甯溪仔細的打量了下路朗,發現對方的玄力十分磅礴,修爲已經是玄将後期。
從玄将修爲開始,等級不再分一品到九品,隻分前期、中期、後期和巅峰。
“你是尤前輩派過來的人?”甯溪語氣比較肯定。
路朗笑着點點頭:“甯管事還真聰明。

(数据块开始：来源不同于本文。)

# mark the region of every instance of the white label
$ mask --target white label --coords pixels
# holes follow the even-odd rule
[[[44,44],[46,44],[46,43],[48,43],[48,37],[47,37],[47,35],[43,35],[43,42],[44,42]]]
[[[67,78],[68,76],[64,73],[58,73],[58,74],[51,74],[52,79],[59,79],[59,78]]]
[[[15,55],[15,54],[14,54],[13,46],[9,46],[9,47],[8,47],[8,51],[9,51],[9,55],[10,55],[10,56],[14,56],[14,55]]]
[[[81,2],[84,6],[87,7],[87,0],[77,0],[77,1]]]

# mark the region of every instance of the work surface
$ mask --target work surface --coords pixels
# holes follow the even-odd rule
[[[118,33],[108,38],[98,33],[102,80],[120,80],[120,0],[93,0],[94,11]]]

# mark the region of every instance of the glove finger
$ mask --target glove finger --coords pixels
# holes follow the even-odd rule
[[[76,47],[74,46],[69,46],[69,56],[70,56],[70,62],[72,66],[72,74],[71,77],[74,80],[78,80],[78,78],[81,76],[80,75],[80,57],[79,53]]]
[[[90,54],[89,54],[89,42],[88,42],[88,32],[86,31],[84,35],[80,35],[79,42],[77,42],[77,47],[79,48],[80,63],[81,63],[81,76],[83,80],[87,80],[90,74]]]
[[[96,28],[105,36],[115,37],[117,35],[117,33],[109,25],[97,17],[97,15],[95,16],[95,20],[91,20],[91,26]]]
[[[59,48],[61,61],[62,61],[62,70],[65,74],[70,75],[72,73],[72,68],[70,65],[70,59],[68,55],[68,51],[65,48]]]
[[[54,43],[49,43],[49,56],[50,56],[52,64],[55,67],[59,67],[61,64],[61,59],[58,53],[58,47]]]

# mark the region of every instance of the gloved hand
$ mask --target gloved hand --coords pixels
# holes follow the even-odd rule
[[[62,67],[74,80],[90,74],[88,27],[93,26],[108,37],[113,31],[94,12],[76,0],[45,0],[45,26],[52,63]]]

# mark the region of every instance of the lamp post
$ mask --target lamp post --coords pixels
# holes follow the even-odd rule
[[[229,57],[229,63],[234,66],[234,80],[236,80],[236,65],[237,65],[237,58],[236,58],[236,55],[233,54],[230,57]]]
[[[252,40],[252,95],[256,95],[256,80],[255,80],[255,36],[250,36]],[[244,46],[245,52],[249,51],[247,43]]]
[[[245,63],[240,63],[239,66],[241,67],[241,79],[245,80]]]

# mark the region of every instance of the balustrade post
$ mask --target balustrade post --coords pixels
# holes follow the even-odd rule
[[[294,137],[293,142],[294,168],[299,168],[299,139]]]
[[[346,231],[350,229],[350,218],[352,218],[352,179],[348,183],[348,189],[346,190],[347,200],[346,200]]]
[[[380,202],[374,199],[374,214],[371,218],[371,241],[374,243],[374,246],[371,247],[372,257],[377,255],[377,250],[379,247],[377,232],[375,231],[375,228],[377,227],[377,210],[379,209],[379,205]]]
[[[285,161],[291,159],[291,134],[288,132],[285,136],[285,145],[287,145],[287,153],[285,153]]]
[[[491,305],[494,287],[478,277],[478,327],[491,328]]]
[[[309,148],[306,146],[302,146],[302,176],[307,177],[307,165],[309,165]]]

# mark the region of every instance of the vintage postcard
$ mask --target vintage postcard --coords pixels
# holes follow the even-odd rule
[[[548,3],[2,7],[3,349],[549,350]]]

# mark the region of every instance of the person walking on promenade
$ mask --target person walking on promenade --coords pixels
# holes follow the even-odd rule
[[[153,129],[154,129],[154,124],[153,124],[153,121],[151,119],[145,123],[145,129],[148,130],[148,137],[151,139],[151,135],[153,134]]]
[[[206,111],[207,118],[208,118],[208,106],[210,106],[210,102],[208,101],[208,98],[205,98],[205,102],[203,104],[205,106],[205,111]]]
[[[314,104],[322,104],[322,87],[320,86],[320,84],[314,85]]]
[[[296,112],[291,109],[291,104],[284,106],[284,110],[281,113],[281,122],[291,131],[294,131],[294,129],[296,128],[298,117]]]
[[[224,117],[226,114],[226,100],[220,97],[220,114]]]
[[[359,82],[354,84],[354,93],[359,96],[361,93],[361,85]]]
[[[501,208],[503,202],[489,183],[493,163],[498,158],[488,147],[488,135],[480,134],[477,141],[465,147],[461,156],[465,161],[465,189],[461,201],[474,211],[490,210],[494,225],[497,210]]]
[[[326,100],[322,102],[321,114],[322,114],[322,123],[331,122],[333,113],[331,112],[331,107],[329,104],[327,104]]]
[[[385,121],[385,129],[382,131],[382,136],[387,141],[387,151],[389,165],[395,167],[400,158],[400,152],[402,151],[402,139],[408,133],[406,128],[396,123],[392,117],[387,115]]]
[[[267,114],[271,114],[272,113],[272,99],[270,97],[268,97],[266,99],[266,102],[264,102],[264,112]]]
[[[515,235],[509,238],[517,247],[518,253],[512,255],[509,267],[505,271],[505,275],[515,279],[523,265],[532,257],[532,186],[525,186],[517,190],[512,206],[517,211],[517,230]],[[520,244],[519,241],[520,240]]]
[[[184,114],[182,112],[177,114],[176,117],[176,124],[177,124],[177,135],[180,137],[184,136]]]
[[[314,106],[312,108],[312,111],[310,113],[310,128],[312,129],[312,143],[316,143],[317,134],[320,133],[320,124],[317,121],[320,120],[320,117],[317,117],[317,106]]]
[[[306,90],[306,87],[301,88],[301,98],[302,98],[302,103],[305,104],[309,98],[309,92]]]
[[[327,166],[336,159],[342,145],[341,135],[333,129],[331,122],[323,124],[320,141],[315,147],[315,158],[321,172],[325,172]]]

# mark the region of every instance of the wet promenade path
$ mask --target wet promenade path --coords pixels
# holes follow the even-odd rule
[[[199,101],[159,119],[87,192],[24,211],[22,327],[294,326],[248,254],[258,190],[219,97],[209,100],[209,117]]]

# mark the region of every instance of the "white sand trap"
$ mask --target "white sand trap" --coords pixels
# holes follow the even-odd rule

”
“進來坐吧!”甯溪先進了房間。
路朗跟着走了進去,看了看房間裏的擺設後,眼底微微流露出些好奇。
主要是房間裏的許多東西他都從來未見過,不過也沒有多探究。
坐下後,甯溪爲他到了一杯茶。
“尤前輩有什麽吩咐嗎?”她問。
路朗笑着回道:“尤前輩說甯管事你之前做的很好,那些以上犯下偷奸耍滑的侍者确實該嚴懲。”
“他讓我來給你打下手,侍者方面不會再安排,全憑甯管事你自己做主去選擇,莊内或者莊外的都可以。”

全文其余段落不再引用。